When I was a senior in collge, I walked out of my bathroom one day having just shaved off a beard. One of my roommates--a wizened, mid-20s, perennial student/non-student type who was supposedly a history major but didn't take classes --gave me a scrutinizing stare and said, "You're working on a paper, aren't you?" Indeed I was and told him so. How did he know? "I can't tell you how many beards I lost to papers in my career." He then went on to explain to me his theory: Growing or removing a beard was not a mere matter of altering one's "look" but represented a reaction to some external stress; more specifically, a decision to address that stress with concrete action. In other words, it represented a change in your inner person; perhaps even your outlook.

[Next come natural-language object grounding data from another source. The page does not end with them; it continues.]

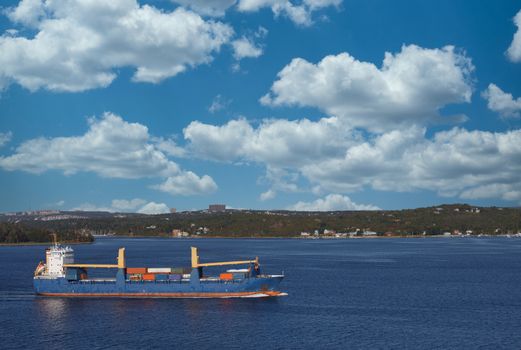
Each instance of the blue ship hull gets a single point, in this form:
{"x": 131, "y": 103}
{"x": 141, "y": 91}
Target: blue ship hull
{"x": 261, "y": 285}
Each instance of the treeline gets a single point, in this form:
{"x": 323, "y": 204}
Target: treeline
{"x": 235, "y": 223}
{"x": 19, "y": 233}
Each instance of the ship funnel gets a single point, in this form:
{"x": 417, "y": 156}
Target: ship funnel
{"x": 121, "y": 258}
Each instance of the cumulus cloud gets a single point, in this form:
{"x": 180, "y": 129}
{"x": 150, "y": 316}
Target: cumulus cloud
{"x": 331, "y": 158}
{"x": 187, "y": 184}
{"x": 514, "y": 51}
{"x": 154, "y": 208}
{"x": 269, "y": 194}
{"x": 137, "y": 205}
{"x": 502, "y": 102}
{"x": 331, "y": 202}
{"x": 111, "y": 148}
{"x": 299, "y": 13}
{"x": 127, "y": 205}
{"x": 410, "y": 87}
{"x": 452, "y": 163}
{"x": 79, "y": 45}
{"x": 214, "y": 8}
{"x": 218, "y": 103}
{"x": 5, "y": 137}
{"x": 278, "y": 142}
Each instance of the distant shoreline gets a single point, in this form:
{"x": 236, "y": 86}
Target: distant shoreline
{"x": 40, "y": 243}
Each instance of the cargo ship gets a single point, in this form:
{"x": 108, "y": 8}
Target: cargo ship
{"x": 60, "y": 276}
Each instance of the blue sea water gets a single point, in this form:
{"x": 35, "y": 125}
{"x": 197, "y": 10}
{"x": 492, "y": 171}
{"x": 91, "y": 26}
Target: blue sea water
{"x": 439, "y": 293}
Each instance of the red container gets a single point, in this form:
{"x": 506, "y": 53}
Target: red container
{"x": 226, "y": 276}
{"x": 149, "y": 277}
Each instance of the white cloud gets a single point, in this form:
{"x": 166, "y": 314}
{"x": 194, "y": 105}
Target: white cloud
{"x": 80, "y": 44}
{"x": 331, "y": 158}
{"x": 127, "y": 205}
{"x": 218, "y": 104}
{"x": 154, "y": 208}
{"x": 5, "y": 137}
{"x": 410, "y": 87}
{"x": 187, "y": 184}
{"x": 136, "y": 205}
{"x": 28, "y": 12}
{"x": 245, "y": 48}
{"x": 269, "y": 194}
{"x": 453, "y": 163}
{"x": 514, "y": 51}
{"x": 331, "y": 202}
{"x": 214, "y": 8}
{"x": 278, "y": 142}
{"x": 299, "y": 13}
{"x": 502, "y": 102}
{"x": 111, "y": 148}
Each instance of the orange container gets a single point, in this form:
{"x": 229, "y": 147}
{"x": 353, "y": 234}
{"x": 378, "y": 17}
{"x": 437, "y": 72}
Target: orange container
{"x": 149, "y": 277}
{"x": 226, "y": 276}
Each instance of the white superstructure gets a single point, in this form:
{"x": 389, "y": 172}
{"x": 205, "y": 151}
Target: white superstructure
{"x": 55, "y": 257}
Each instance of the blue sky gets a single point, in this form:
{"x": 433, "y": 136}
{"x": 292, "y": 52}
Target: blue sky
{"x": 265, "y": 104}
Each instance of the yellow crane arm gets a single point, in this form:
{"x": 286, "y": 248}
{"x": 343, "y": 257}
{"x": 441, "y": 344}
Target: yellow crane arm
{"x": 119, "y": 265}
{"x": 195, "y": 261}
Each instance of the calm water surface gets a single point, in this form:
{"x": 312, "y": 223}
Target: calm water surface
{"x": 438, "y": 293}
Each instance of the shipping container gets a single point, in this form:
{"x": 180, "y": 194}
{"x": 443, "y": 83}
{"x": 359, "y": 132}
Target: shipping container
{"x": 226, "y": 276}
{"x": 159, "y": 270}
{"x": 149, "y": 277}
{"x": 181, "y": 270}
{"x": 239, "y": 275}
{"x": 175, "y": 277}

I thought of my roommate this week as I removed a beard I've owned since December of 2008, a record length for my beard keeping. In my life, I've grown and removed perhaps a half-dozen beards, keeping them for little more than a few months, always reverting to a bare face. This one lasted nearly a year, and shows up in several identification pictures: my driver's license, my international driver's license, my university ID, the "Profile" section of this blog, the back of my novel Burnt Norway, and the web site of the UCA Writing Department, where I work. Though I've been bare faced for probably 90% of my adult life, in every significant official record I am presently identified as bearded.
Blame it on Van Gogh. I did not grow my beard with him in mind, but as I composed the Paris scenes last spring (the section I wrote last), began significant revisions on the entire book last May while I stayed near Arles, and continued those revisions last summer and this fall in Arkansas while on sabbatical, the idea of shaving off the beard occurred to me several times. "Usually, it would be gone by now," I said to myself over and over. And yet I resisted shaving it off. I didn't want to, and it had nothing to do with how I looked. I just wanted to have it. Recently, I reached a point with the novel where I don't think anything more of substance needs to be added, I have removed as much as I feel comfortable removing, and I've line edited the entire manuscript. In other words, I might actually be done. At the very least I am at a major pause point in which I now need to wait for feedback from my wife and others before I can move forward into the next stage of revision--whatever that is. Having reached this point, however, I suddenly became comfortable with the idea of removing my beard. I thought of doing so one morning, and it was gone that afternoon. No fretting, no debating, no hesitating.
Only after shaving it off did I fully realize my reason for keeping the beard all these months. Being so involved with Van Gogh and his life, I think I counted it as a psychological aid to wear a short, clipped beard like he did. While my beard was salt and pepper and his was reddish brown it felt to me, especially as the months drew out, as an immediate and intimate way of drawing close to him. I didn't want to sever that bond, out of an almost superstitious fear for what it might do to my novel in progress. But the novel, as I said, may be done or has at least reached a significant point in the history of its making. While I wait for feedback, I've actually started writing other things! I finished a 20 page short story yesterday morning and began another story yesterday afternoon. I can't tell you how long it's been since I wrote a shortstory--or anything that had nothing to do with Vincent Van Gogh. I can now safely begin to put space between myself and my manuscript and Vincent. I've made the decision. And, just as my old roommate would have predicted, I finally did something about that beard.
(Above: Me with and me without, as photographed by my son. No, I never did look like Van Gogh. But that wasn't really the point.)